Sanaa: Clashes between the Yemeni Army and tribal fighters in the southern city of Taiz have left at least 28 people dead over the past three days, activists and medical officials said on Sunday, despite a power transfer deal signed by the President aimed at ending the country's political crisis.
Mohammed al-Shogaa, a doctor working at a makeshift field hospital in main protest square, said that shelling by government forces of residential areas since Friday had killed
13 civilians, among them three children and two women.
Activists and residents said at least eight tribal fighters also were killed, while the Defence Ministry said that seven Army troops were killed over the same period.

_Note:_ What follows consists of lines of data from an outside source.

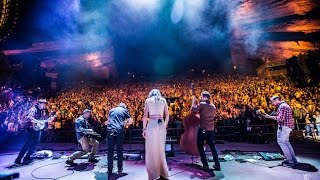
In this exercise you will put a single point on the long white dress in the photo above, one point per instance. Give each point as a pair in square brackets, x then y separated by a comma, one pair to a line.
[155, 140]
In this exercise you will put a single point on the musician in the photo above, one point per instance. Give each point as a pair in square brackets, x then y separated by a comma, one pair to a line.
[207, 129]
[33, 136]
[82, 127]
[283, 115]
[118, 118]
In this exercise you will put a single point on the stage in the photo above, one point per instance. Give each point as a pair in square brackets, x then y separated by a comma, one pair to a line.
[180, 166]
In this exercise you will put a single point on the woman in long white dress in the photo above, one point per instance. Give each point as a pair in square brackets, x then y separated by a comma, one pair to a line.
[155, 134]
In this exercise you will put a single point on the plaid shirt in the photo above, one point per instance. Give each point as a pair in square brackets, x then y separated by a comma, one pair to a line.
[284, 115]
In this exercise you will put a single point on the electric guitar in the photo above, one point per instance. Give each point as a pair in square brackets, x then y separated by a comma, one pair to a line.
[92, 133]
[38, 125]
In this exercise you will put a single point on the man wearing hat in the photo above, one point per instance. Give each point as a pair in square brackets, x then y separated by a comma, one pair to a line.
[118, 117]
[82, 127]
[283, 115]
[33, 136]
[206, 130]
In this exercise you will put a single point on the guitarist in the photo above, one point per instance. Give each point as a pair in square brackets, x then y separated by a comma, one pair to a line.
[118, 118]
[207, 129]
[82, 128]
[33, 136]
[283, 115]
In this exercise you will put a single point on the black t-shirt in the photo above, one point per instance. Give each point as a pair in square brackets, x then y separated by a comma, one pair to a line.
[117, 116]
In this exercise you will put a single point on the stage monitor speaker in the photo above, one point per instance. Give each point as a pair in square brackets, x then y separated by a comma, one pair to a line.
[8, 176]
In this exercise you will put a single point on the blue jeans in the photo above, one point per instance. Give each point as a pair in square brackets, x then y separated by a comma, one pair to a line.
[115, 137]
[283, 141]
[308, 129]
[318, 128]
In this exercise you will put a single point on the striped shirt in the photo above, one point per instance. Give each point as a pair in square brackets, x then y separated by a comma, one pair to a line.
[284, 115]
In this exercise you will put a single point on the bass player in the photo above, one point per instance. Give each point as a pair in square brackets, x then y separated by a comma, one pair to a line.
[83, 132]
[33, 133]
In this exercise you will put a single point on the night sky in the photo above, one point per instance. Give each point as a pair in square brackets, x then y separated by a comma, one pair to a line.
[175, 35]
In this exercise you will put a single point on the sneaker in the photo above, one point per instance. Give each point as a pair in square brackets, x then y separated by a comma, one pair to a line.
[70, 162]
[17, 163]
[93, 160]
[287, 163]
[27, 160]
[120, 170]
[217, 168]
[205, 168]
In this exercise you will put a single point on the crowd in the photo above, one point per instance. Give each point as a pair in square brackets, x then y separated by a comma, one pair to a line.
[237, 97]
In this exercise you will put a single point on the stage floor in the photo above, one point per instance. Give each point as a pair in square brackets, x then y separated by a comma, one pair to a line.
[179, 166]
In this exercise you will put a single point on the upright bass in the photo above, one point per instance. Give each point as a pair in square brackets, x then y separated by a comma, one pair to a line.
[188, 140]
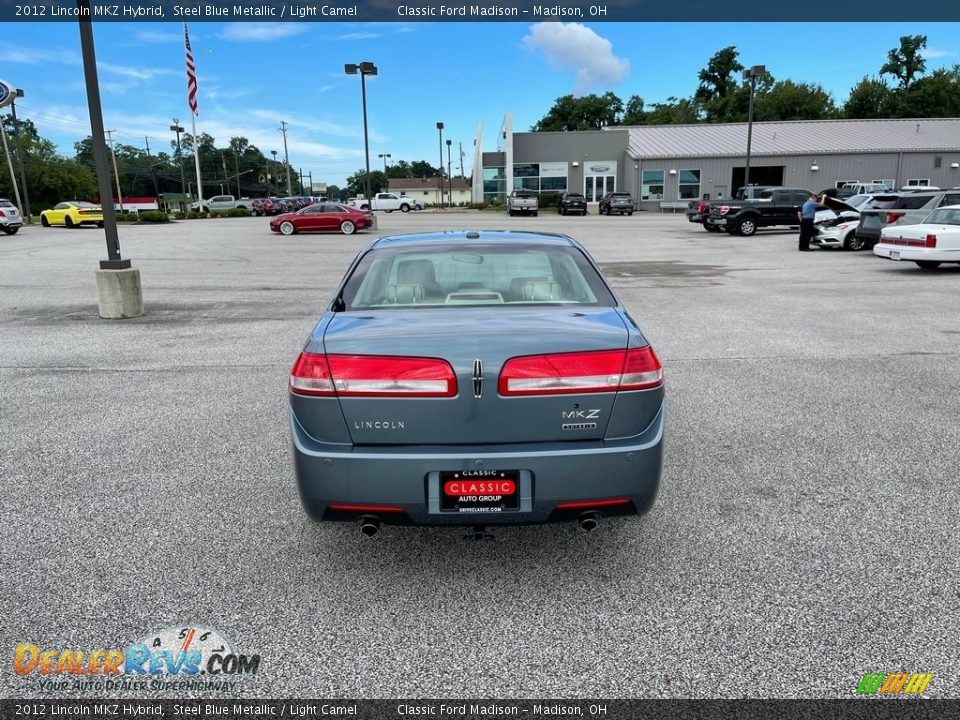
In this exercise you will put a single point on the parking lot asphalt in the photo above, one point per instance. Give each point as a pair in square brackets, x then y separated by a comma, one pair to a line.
[805, 533]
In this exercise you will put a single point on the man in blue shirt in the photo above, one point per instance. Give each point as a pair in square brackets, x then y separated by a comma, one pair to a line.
[807, 214]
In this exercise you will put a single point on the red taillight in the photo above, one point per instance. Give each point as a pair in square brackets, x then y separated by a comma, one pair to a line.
[583, 372]
[372, 376]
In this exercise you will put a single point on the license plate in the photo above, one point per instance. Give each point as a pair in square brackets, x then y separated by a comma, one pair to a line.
[480, 491]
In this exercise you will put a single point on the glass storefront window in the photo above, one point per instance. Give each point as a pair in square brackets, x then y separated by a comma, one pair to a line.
[652, 185]
[689, 184]
[553, 184]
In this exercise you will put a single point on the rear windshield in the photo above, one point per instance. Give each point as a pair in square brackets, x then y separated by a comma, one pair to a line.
[913, 202]
[481, 274]
[944, 216]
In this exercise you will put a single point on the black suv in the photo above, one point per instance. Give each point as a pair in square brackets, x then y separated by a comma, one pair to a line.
[905, 208]
[572, 203]
[617, 203]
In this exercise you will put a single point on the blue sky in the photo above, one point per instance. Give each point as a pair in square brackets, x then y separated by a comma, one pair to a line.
[252, 76]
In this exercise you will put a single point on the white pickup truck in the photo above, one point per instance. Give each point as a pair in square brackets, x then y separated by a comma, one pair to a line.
[388, 202]
[222, 202]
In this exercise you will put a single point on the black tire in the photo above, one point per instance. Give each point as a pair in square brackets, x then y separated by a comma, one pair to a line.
[852, 242]
[747, 227]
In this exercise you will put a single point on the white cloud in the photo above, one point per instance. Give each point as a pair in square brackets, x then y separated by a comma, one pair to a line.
[572, 46]
[261, 32]
[931, 54]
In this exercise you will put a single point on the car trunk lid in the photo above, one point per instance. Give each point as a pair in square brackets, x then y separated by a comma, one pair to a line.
[476, 353]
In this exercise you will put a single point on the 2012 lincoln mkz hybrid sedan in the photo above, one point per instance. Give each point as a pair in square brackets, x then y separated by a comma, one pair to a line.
[476, 378]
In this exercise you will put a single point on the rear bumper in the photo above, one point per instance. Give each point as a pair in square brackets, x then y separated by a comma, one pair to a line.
[903, 252]
[408, 477]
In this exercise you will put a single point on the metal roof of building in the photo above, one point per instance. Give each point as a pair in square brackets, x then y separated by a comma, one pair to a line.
[798, 137]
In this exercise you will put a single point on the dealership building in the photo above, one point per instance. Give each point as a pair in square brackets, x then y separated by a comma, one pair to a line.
[665, 166]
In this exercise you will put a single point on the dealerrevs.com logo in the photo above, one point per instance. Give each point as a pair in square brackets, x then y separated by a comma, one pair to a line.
[178, 658]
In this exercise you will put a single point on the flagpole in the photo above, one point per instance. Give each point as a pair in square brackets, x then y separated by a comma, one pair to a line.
[192, 102]
[196, 161]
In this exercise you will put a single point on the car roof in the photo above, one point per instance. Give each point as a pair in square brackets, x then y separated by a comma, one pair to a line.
[472, 237]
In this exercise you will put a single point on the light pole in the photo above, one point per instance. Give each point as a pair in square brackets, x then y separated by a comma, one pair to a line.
[386, 178]
[440, 185]
[449, 172]
[750, 75]
[273, 171]
[23, 178]
[364, 69]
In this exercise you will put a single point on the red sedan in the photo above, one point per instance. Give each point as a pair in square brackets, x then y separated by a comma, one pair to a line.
[322, 216]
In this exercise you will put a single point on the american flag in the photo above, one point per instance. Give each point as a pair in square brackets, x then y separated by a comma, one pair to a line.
[191, 72]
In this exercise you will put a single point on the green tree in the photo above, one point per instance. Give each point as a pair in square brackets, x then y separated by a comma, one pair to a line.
[869, 99]
[590, 112]
[421, 168]
[788, 100]
[906, 62]
[356, 183]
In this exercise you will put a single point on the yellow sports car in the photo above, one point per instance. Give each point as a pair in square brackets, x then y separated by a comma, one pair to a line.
[73, 213]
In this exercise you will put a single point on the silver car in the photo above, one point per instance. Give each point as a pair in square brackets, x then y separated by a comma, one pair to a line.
[476, 378]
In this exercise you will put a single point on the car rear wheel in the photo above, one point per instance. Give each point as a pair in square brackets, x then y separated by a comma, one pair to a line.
[852, 242]
[747, 227]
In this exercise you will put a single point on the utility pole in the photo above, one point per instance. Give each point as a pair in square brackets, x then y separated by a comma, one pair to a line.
[286, 156]
[223, 161]
[23, 176]
[153, 170]
[183, 181]
[116, 174]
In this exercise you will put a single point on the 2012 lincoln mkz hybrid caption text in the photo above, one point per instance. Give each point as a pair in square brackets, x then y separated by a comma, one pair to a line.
[476, 378]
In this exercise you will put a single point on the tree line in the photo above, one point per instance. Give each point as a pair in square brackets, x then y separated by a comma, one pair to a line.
[901, 89]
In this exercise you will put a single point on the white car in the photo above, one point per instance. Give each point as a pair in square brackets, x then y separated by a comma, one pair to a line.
[10, 219]
[934, 241]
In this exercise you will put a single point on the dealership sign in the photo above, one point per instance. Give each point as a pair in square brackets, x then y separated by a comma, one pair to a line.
[7, 93]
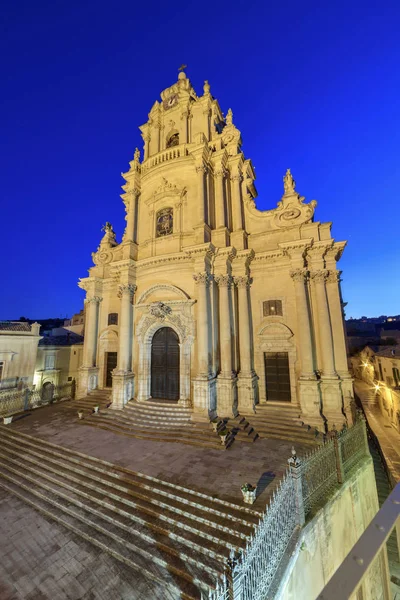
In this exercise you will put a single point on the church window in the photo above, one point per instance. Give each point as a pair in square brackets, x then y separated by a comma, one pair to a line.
[272, 308]
[173, 140]
[164, 222]
[113, 319]
[49, 361]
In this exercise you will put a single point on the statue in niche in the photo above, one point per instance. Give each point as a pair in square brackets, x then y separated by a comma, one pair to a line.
[164, 222]
[289, 183]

Al-Shogaa said at least 53 people have been wounded, and that ambulances and rescue workers have not been able to reach wounded civilians because of ongoing street fighting in the impoverished Arab nation.
Three hospitals in Taiz reported being shelled by the country's Republican Guards, led by longtime President Ali Abdullah Saleh's son.
Taiz, a hotbed of anti-Saleh protests and Yemen's second-largest city, has been regularly shelled by the military in response to hit-and-run attacks by armed tribesmen.
The violence has raged despite an agreement signed by Saleh late last month to step down. The deal transfers power to the Vice President and grants Saleh immunity from prosecution.
Meanwhile, Vice President Abed Rabbo Mansour Hadi's office issued a statement on Sunday saying that a military committee of 14 opposition and loyalist generals had been formed.
The committee is to suggest reforms for Yemen's security forces that aim to purge both the defence and interior ministries of individuals who have committed crimes against protesters during Saleh's reign.
It is to present its findings to a new transitional Cabinet, once it has been formed.